For instance, if you set up a trust but do not fund it, trustees have no control over the assets you might have intended to transfer but failed to. In these situations, the assets would likely still go through probate, even if you have a pour-over will in place. As such, it can be crucial that you fund your trusts properly.
How to fund a trust
Funding a trust means transferring asset ownership to the trust. As this FindLaw article notes, there are a few ways to do this.
If you have a title, you will transfer the title to the trust. You can do this for assets like cars, homes and bank accounts. Once you transfer the title, the trust owns the property, not you.
If there is no title for property, you will transfer property rights to the trustee.
If you are a beneficiary to an asset, you will need to change the name of the beneficiary from your name to the trustee’s name.
Transferring assets to a trust is not necessarily difficult, but it does take time and require you to fill out paperwork.
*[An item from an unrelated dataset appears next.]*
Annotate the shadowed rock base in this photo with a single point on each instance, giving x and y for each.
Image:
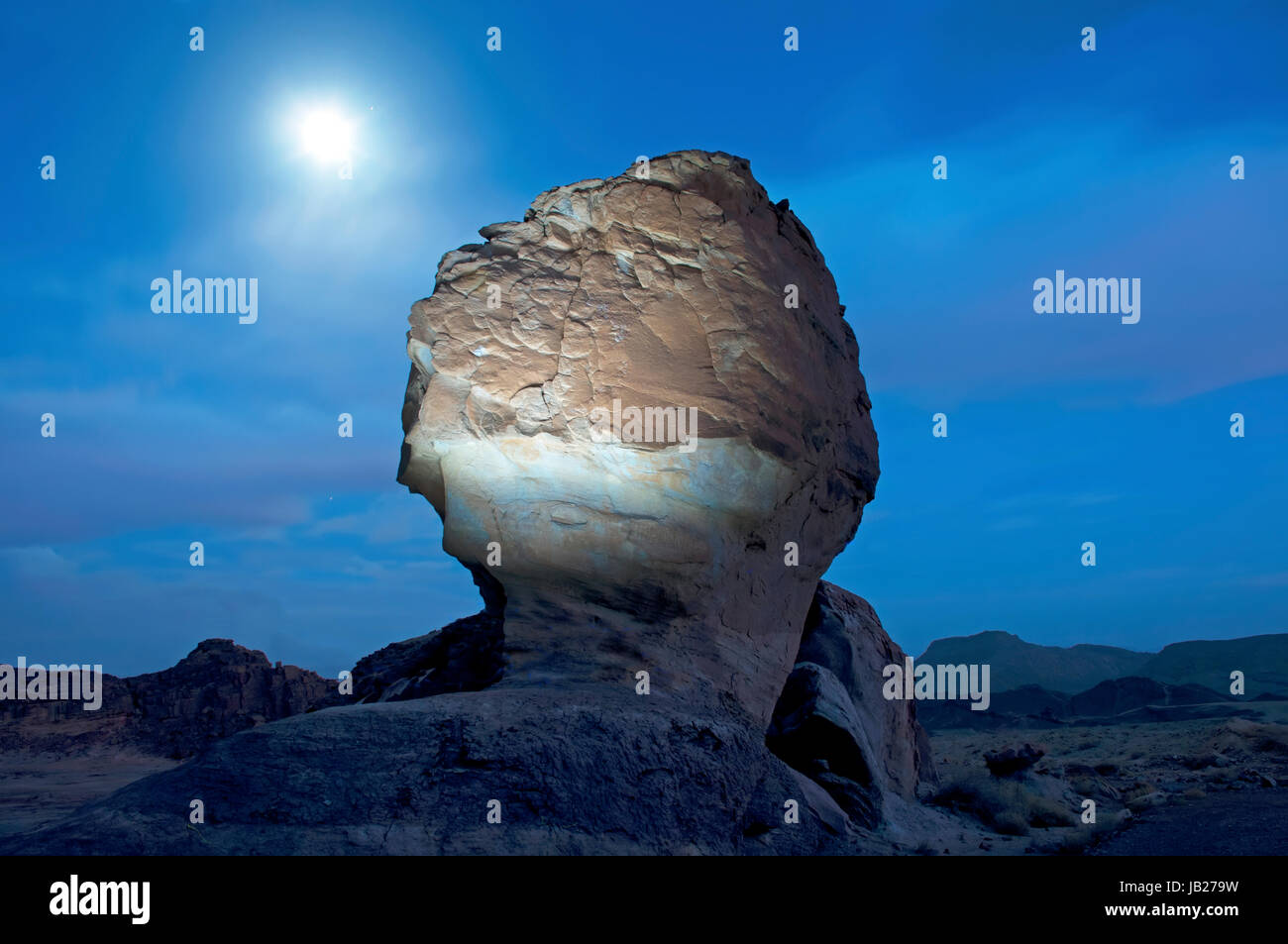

This can make it just tedious enough for people to put off this step after creating a trust.
This can be a costly mistake, though, as failing to actually fund a trust means that your property will still go through probate. Further, any tax benefits that may have been realized with the trust could also be forfeited if you do not fund a trust, so be sure to discuss funding the trust when you create it.
A trust can be a valuable element of an estate plan as long as it is appropriate for your needs and properly set up. Should you have any questions regarding trusts or any aspect of your estate plan, you can consult an experienced attorney.